Balancing act

MU professor wants to make it easier
for women in academia to find support
Monday, September 20, 2004 | 12:00 a.m. CDT; updated 3:56 p.m. CDT, Wednesday, July 16, 2008

In many ways, Jacquelyn Litt is a continual living subject of her own research.

Litt, who mainly studies motherhood, is the new director of MU’s Women’s and Gender Studies Program, an associate professor of sociology and women’s studies, a wife and a parent.

“One of my most recent projects looks at balancing family and motherhood with an academic career,” Litt said.

Despite the fact that Litt has only begun to move into the director’s office on Switzler Hall’s third floor, it already had the look of a busy professor’s domain. Litt’s research on mothers in academia revealed what she already knew: It’s difficult to balance work demands with family responsibilities. With her research, Litt wants to find ways for colleges and universities to make it easier for professors to care for family members and achieve academically.

“Kids tend to be invisible in our world,” Litt said, shaking her head.

To combat that trend in her own discipline, Litt hopes to provide child care for students and professors at Women’s and Gender Studies Program events. She also wants to establish strong relationships with the multicultural centers on campus and attract a diverse group of students.

“As a researcher, I’m very interested in interdisciplinary approaches. I like collaborating with different people and different departments,” she said.

It is this quality, said her husband, Jim McGlew, that will make her a success.

“Jackie is extraordinarily good as a community builder,” he said.

An associate professor of classical studies, McGlew is familiar with the problems facing small departments, but said that MU seems to provide good support to its smaller programs.

That is good news for Litt because her most ambitious plan for the program is to help the faculty turn the program into a department. This would mean a greater depth of courses for undergraduates and more research opportunities for graduate students.

Litt hopes to develop a proposal by the end of this academic year to turn the program into a department.

“Good, strong women’s and gender studies programs are moving to departments. This would reflect the maturity of women’s studies as an academic field,” Litt said.

Litt’s last position was interim director of the women’s studies program at Iowa State University. She was drawn to an administrative position in women’s studies because of the prospect of working with others who are passionate about this field.

Every Tuesday morning, Litt hosts a coffee hour in the program’s conference room. This Tuesday, she discussed a potential new internship opportunity with Shelda Eggers, the administrative assistant for the program, and Kendra Yoder.

Yoder is a doctoral student in sociology and one of 16 graduate minors in women’s and gender studies.
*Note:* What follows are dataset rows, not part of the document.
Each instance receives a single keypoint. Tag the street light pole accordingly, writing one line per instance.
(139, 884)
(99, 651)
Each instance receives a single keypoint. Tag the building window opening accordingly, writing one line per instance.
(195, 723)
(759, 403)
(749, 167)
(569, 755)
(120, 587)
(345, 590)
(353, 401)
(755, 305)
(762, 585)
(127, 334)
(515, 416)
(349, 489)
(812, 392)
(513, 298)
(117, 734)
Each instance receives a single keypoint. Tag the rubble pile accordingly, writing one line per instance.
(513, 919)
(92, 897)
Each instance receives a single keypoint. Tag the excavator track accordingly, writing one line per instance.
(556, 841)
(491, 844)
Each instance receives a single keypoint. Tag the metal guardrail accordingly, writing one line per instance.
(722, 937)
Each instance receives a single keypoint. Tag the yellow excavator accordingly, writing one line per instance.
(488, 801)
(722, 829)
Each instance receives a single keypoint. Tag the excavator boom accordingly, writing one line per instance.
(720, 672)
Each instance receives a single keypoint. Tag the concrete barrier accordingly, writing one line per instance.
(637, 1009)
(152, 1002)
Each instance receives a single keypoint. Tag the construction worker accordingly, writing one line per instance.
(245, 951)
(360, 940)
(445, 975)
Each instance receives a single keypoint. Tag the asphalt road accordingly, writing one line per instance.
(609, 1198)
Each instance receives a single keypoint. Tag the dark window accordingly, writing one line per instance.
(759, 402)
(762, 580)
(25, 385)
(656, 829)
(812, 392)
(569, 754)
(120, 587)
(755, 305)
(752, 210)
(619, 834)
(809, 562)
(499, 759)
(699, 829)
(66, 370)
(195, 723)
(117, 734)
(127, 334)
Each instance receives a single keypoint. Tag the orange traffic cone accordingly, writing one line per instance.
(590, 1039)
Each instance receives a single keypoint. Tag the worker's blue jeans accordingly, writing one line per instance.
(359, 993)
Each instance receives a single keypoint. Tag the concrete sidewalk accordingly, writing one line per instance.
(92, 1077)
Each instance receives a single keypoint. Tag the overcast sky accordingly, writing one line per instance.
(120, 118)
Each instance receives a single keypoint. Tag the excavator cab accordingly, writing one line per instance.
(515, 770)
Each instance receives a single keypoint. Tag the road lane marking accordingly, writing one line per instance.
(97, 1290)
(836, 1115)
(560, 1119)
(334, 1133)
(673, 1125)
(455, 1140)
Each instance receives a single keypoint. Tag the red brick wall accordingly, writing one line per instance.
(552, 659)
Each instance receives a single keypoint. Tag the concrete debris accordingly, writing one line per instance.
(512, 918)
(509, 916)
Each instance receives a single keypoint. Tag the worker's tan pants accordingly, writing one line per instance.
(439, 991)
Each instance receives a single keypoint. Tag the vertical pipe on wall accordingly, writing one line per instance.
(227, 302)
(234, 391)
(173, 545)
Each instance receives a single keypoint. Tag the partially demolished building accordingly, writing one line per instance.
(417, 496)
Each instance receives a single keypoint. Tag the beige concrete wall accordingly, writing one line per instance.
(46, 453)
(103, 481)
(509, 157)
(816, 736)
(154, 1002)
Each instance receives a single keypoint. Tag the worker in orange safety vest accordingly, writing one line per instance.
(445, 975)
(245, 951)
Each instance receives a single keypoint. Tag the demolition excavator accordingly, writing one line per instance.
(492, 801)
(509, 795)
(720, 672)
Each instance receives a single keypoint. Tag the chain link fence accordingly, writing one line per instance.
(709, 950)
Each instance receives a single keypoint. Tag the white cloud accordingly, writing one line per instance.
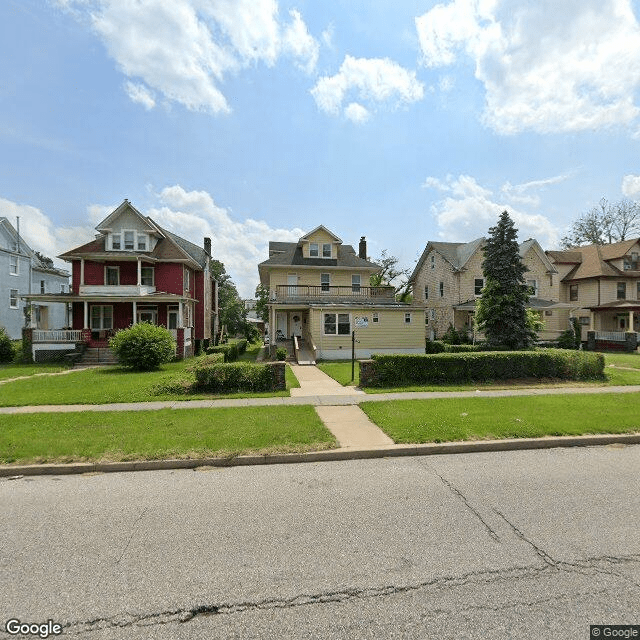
(469, 209)
(184, 48)
(140, 94)
(546, 66)
(356, 113)
(631, 186)
(373, 80)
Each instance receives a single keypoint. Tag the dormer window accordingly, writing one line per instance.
(129, 237)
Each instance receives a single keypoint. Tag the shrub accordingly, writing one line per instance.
(238, 376)
(6, 347)
(143, 346)
(434, 346)
(399, 370)
(229, 350)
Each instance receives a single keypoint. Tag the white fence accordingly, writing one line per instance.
(58, 335)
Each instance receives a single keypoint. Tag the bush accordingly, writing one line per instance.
(402, 370)
(434, 346)
(143, 346)
(238, 376)
(230, 351)
(6, 347)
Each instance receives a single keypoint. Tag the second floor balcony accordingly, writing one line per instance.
(317, 293)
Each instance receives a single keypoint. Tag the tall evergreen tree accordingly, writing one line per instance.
(502, 312)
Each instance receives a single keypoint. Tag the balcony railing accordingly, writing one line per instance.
(59, 335)
(305, 292)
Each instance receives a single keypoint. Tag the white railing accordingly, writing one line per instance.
(58, 335)
(611, 336)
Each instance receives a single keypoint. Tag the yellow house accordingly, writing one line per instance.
(448, 280)
(319, 295)
(602, 285)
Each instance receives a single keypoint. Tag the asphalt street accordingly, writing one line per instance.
(521, 544)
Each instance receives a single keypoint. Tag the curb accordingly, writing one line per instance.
(329, 455)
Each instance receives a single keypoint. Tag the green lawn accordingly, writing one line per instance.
(340, 370)
(151, 435)
(443, 420)
(17, 370)
(109, 384)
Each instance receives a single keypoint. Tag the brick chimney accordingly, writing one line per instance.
(362, 248)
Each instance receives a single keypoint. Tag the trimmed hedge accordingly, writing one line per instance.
(404, 370)
(230, 351)
(238, 376)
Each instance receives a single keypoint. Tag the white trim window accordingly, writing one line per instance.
(147, 276)
(101, 317)
(337, 324)
(129, 240)
(111, 276)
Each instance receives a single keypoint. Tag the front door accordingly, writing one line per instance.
(296, 325)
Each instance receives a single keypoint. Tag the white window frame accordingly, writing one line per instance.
(107, 268)
(153, 276)
(336, 323)
(100, 317)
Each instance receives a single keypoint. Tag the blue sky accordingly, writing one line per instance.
(257, 120)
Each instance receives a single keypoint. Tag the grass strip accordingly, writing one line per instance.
(154, 435)
(444, 420)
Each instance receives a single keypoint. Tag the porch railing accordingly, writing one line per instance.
(57, 335)
(320, 292)
(611, 336)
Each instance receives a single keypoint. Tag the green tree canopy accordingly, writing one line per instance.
(502, 309)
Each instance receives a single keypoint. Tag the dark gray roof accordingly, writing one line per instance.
(286, 254)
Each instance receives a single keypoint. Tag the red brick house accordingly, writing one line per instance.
(136, 271)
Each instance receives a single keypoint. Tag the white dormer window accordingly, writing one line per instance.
(129, 240)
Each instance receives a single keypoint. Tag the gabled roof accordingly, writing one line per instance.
(593, 260)
(321, 227)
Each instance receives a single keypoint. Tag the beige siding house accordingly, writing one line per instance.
(448, 280)
(602, 285)
(319, 293)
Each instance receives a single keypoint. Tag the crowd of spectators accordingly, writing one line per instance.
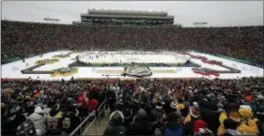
(36, 38)
(138, 107)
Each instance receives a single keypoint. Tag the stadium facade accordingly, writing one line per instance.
(126, 17)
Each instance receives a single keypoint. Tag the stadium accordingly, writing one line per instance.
(131, 72)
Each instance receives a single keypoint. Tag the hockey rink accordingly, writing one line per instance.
(13, 69)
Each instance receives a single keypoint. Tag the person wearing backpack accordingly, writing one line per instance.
(26, 129)
(54, 121)
(172, 127)
(69, 120)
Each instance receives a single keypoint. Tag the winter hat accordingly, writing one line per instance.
(194, 111)
(233, 107)
(159, 105)
(15, 109)
(173, 117)
(128, 113)
(199, 124)
(260, 97)
(245, 111)
(173, 105)
(116, 118)
(231, 124)
(249, 98)
(141, 114)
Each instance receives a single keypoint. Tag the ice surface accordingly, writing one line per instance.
(13, 70)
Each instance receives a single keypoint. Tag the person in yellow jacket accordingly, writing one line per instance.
(244, 116)
(248, 124)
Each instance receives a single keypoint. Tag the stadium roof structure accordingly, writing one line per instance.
(125, 16)
(127, 12)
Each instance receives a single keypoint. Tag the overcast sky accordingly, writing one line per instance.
(216, 13)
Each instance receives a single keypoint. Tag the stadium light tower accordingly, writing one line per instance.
(51, 20)
(199, 24)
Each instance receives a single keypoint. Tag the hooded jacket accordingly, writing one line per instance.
(38, 120)
(140, 125)
(115, 127)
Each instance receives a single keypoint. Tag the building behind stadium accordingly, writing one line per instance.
(126, 17)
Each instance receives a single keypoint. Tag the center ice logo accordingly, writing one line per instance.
(137, 71)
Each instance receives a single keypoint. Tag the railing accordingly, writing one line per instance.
(82, 128)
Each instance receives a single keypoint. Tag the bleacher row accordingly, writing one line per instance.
(26, 38)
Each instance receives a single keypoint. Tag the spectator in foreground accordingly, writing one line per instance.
(115, 127)
(38, 120)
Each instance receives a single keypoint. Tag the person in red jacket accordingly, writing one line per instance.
(92, 103)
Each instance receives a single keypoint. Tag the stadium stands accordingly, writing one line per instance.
(24, 38)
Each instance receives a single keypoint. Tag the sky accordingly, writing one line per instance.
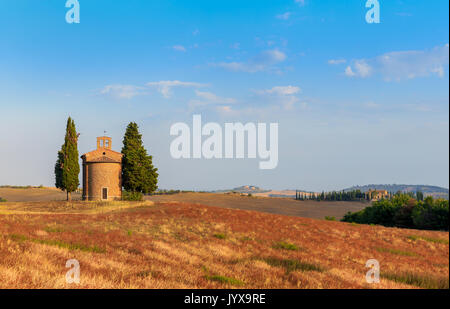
(356, 103)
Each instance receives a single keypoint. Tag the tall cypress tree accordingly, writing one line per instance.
(138, 172)
(67, 166)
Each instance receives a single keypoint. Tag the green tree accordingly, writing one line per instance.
(138, 173)
(419, 195)
(67, 166)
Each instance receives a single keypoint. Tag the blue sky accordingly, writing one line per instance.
(356, 103)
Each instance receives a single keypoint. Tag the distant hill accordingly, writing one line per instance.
(244, 189)
(427, 190)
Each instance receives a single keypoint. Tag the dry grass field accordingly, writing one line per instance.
(181, 245)
(34, 194)
(282, 206)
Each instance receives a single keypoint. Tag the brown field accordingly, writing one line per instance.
(181, 245)
(274, 205)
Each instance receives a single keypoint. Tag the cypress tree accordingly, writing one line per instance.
(138, 173)
(67, 166)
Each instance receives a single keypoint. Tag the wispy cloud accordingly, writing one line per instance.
(164, 87)
(179, 48)
(208, 99)
(360, 69)
(284, 16)
(122, 91)
(336, 61)
(402, 65)
(265, 61)
(284, 95)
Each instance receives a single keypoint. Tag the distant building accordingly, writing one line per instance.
(102, 172)
(376, 195)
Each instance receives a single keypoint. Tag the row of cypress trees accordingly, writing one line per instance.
(139, 176)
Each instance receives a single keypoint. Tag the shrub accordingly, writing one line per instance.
(132, 196)
(292, 265)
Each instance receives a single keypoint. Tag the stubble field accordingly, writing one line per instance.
(181, 245)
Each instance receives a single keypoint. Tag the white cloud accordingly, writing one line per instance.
(164, 87)
(208, 98)
(336, 61)
(179, 48)
(122, 91)
(263, 62)
(211, 97)
(349, 72)
(284, 16)
(284, 95)
(282, 90)
(403, 65)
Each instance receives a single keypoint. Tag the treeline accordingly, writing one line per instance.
(169, 192)
(22, 187)
(355, 195)
(405, 212)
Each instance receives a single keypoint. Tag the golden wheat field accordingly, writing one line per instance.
(181, 245)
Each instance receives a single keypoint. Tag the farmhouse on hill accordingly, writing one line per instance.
(102, 172)
(376, 195)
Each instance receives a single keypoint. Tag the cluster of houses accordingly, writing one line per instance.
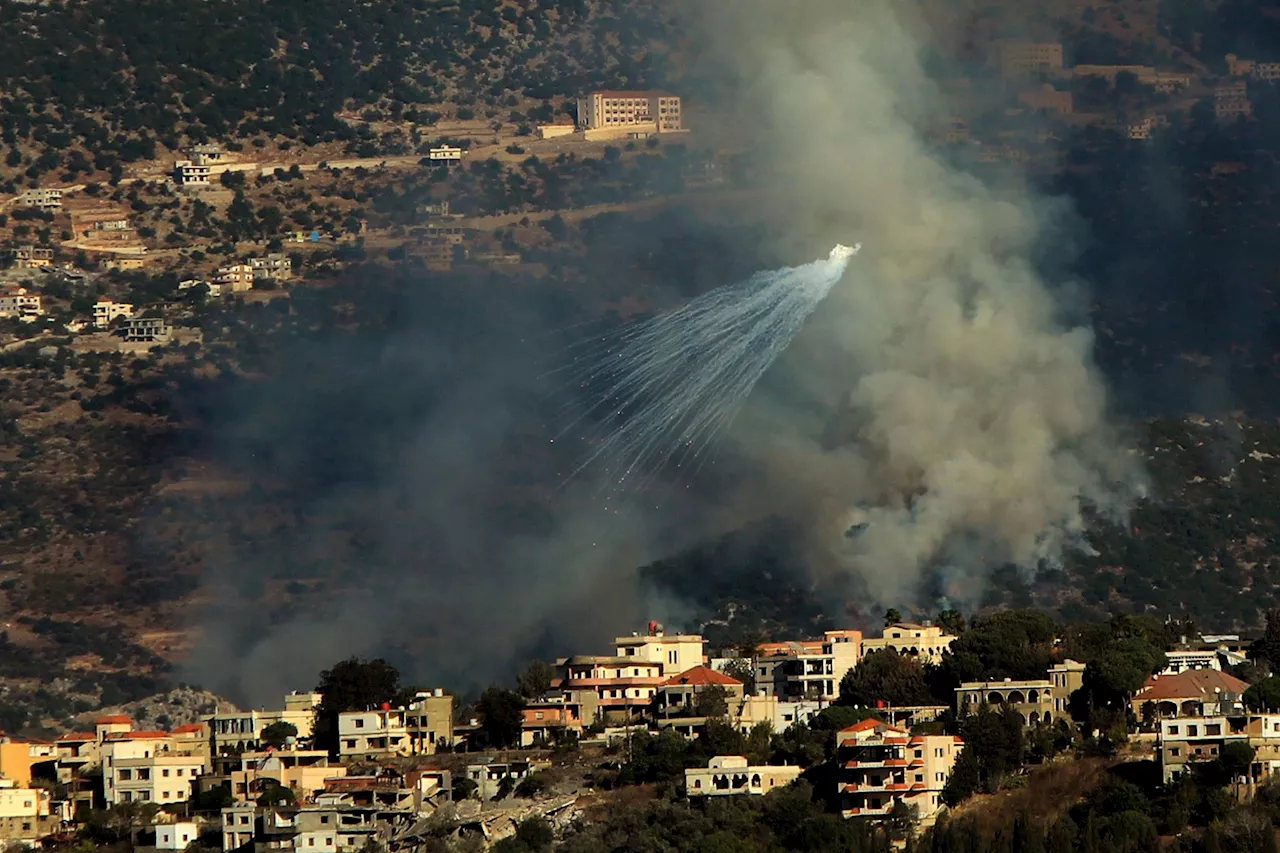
(277, 793)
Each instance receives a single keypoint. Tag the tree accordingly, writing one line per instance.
(885, 676)
(712, 701)
(275, 796)
(1267, 647)
(535, 680)
(951, 621)
(1264, 696)
(964, 779)
(353, 684)
(744, 670)
(278, 733)
(501, 716)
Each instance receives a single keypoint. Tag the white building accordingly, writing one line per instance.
(176, 836)
(273, 267)
(191, 174)
(108, 310)
(1198, 658)
(728, 775)
(444, 154)
(21, 304)
(45, 199)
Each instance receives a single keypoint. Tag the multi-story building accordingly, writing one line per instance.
(549, 720)
(609, 688)
(924, 642)
(241, 730)
(677, 696)
(780, 715)
(1192, 658)
(275, 267)
(1232, 100)
(1047, 99)
(1032, 699)
(638, 112)
(808, 670)
(881, 766)
(234, 277)
(206, 154)
(1184, 740)
(24, 812)
(1068, 678)
(1022, 58)
(301, 770)
(1191, 693)
(190, 173)
(673, 652)
(444, 154)
(419, 729)
(105, 311)
(177, 836)
(730, 775)
(147, 329)
(490, 778)
(147, 767)
(48, 199)
(21, 304)
(30, 256)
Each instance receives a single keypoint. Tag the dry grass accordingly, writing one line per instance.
(1050, 792)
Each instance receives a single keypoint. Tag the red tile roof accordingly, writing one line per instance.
(702, 676)
(1192, 684)
(871, 724)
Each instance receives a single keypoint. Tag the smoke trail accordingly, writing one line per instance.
(666, 387)
(965, 422)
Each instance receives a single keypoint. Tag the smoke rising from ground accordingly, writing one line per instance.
(973, 423)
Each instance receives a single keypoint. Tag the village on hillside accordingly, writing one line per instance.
(396, 774)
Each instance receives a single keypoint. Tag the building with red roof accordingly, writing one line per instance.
(881, 766)
(680, 696)
(1192, 693)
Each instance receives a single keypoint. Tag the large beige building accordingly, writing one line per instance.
(301, 770)
(1032, 699)
(419, 729)
(728, 775)
(673, 652)
(881, 766)
(1020, 58)
(639, 112)
(241, 730)
(609, 688)
(923, 642)
(24, 812)
(808, 670)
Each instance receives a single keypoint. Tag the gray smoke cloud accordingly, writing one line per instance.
(973, 422)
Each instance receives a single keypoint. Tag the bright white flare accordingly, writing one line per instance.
(663, 388)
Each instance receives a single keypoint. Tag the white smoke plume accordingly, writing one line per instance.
(973, 423)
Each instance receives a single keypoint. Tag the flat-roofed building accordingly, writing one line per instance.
(735, 775)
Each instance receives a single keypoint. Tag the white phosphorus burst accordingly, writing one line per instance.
(659, 391)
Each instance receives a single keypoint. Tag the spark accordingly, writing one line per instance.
(663, 389)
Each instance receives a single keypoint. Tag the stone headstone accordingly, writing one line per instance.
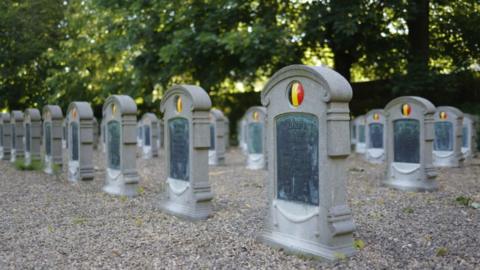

Two women’s and gender studies students have completed internships in the last two years, both with groups that lobbied in the Missouri General Assembly, Eggers said.

One of Litt’s goals for the program is to offer more internships for undergraduate students.

The search committee assigned the task of reviewing candidates for the director’s position had this kind of academic growth for the program in mind.

Committee members were also looking for a creative administrative vision, said Catherine Holland, co-chairwoman of the search committee.

“Jackie helped us think about ways to expand the program,” said Holland, an associate professor of political science and women’s and gender studies.

“First and foremost, we were looking for a top-flight scholar,” she said. “In Jackie, we found that.”